Public international law does not envisage a single source of law; nor does it contemplate a single supreme law-creating body. Conflict between various norms, whatever be their nature, is therefore an inevitability. Such conflicts are one of the many causes that affect the ability of the legal system to maintain stability and accountability. Resolving such conflicts is essential to ensure that any system does not fall under its own weight. The importance of resolving conflicts is amplified in the context of the public international law regime, which consists of a number of sub-systems, thereby resulting in a higher probability of conflicts.

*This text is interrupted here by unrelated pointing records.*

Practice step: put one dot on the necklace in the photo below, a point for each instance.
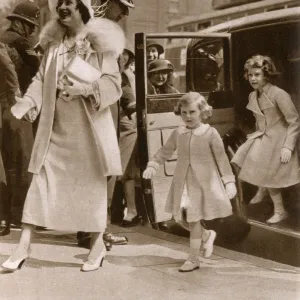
(80, 46)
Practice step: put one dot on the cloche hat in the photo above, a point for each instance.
(128, 3)
(159, 65)
(27, 11)
(87, 3)
(158, 46)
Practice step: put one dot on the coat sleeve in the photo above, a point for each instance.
(221, 158)
(291, 116)
(107, 89)
(165, 152)
(33, 98)
(28, 54)
(10, 76)
(127, 101)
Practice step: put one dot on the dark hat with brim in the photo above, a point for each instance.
(160, 65)
(131, 54)
(159, 47)
(27, 11)
(128, 3)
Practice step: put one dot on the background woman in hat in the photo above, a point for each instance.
(154, 50)
(159, 73)
(76, 146)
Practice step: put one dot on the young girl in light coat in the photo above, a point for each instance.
(203, 181)
(268, 158)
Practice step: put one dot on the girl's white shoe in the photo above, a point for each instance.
(208, 246)
(189, 266)
(12, 266)
(93, 266)
(277, 217)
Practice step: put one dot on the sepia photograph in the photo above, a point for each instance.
(150, 149)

Equally important to the issue of resolving conflict is identifying when the solution is to be applied. After all, what good is any “ultimate answer” without identifying the “ultimate question”! In other words, one must first identify the existence of a conflict to resolve it. Very few publicists of international repute have, however, dealt with this issue, in particular, in sufficient substantive detail. Despite the limited number of opinions, there is, unfortunately, no consensus on this topic. The present comment portrays the author’s view on this issue. In this comment, the question has been analyzed with a very simple policy objective: avoiding fragmentation of international law. The author’s views are presented by way of critically examining the opinion of Joost Pauwelyn, a noted scholar in this field, who has most recently dealt with this issue in a comprehensive manner. Moulded into this crtique are three hypothetical scenarios that would allow the reader to grasp the significance of the question.